Our preoccupations of the moment afforded an Althouse moment on the computer desk early afternoon. Upper left, a printout of the geometry puzzle that's been driving us mad and taking up far too much of our time for days. Center, the Xmas card featured in our very first blogpost four years ago today.
We've been gnashing our teeth and tearing our hair out since Thursday, when The News Junkie at Maggie's Farm caught our eye with a link to the "World's Hardest Easy Geometry Problem" at Keith Enevoldsen's Think Zone [via Cayote Blog]. As former Captain of the Math Team of Exeter High School, we consider it a matter of honor to beat this thing. Argghhh!

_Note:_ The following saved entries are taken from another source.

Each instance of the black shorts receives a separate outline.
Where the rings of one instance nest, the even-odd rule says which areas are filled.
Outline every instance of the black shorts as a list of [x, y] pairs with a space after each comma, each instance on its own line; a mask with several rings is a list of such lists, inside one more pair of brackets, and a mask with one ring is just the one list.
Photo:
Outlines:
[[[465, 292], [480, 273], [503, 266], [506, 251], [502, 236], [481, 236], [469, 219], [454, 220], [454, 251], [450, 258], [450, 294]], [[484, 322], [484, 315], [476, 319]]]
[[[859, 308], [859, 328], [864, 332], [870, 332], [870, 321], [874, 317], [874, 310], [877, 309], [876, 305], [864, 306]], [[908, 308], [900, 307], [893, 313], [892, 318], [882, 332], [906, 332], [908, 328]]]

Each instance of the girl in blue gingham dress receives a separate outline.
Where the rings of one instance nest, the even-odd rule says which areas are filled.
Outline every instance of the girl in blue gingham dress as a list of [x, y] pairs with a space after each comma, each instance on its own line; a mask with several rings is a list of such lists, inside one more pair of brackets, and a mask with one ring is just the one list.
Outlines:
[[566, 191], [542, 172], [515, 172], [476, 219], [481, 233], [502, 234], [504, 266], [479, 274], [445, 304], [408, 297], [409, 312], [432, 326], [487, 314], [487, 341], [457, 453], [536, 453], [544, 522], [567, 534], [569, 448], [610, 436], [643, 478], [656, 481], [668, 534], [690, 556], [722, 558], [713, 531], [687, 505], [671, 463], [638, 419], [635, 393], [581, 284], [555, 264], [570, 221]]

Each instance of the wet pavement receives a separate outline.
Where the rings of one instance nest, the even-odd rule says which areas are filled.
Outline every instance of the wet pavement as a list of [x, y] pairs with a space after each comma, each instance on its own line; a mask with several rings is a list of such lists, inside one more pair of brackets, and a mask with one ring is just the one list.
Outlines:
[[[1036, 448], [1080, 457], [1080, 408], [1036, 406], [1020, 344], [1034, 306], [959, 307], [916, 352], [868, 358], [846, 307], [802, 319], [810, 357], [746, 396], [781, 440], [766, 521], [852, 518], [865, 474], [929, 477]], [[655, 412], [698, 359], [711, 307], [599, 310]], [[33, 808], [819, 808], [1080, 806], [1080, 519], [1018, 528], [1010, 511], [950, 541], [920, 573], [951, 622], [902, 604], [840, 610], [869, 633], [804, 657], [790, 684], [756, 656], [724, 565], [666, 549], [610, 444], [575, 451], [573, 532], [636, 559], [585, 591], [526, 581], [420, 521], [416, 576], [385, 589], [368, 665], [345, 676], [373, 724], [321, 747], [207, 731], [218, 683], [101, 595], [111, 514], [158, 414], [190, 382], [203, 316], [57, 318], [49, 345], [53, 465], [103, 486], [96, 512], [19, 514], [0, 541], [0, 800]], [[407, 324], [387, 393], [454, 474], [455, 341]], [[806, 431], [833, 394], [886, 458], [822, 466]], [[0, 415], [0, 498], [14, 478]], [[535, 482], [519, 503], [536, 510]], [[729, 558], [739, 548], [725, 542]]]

Meanwhile, the greeting card center front above features a Photoshop-enhanced image of Chelsea-by-the-Sea festooned with Christmas lights, the very first image in the very first post ever published on our blog:
In our first blog post December 12, 2003, we planted our rhetorical feet firmly on the incorrect side of the politically correct divide with a bold expression of "the tidings that dare not speak their name."
Our first blogiversary post a year later on December 12, 2004 explains:
Speaking of Christmas card designs, our very first post -- "The tidings that dare not speak their name" -- one year ago today, featured last year's card and a timely challenge to the cluelessly politically correct that we were unafraid to either wish or be wished a "Merry Christmas." We second that emotion.
"Two-year-olds are a handful, and our blog becomes two years old today, so watch out," we warned on our second blogiversary two years back, but the following year we were so busy blogging that we forgot to celebrate, preferring instead to blog about "How cats celebrate Christmas."
Now we are four, and -- as we've said more than once before -- are happy to report that we still agree with ourselves. We also find ourselves agreeing more and more with the idea of Fred Thompson as president. He is a standout in this afternoon's Republican debate on Fox News. Not that we're listening to every word, but everyone else sounds scripted, faux earnest, pompous or a combination of the above. His sensible words -- less government interference, more individual choices -- and his manner -- commonsensical and presidential -- are leaving the other horses in the dust.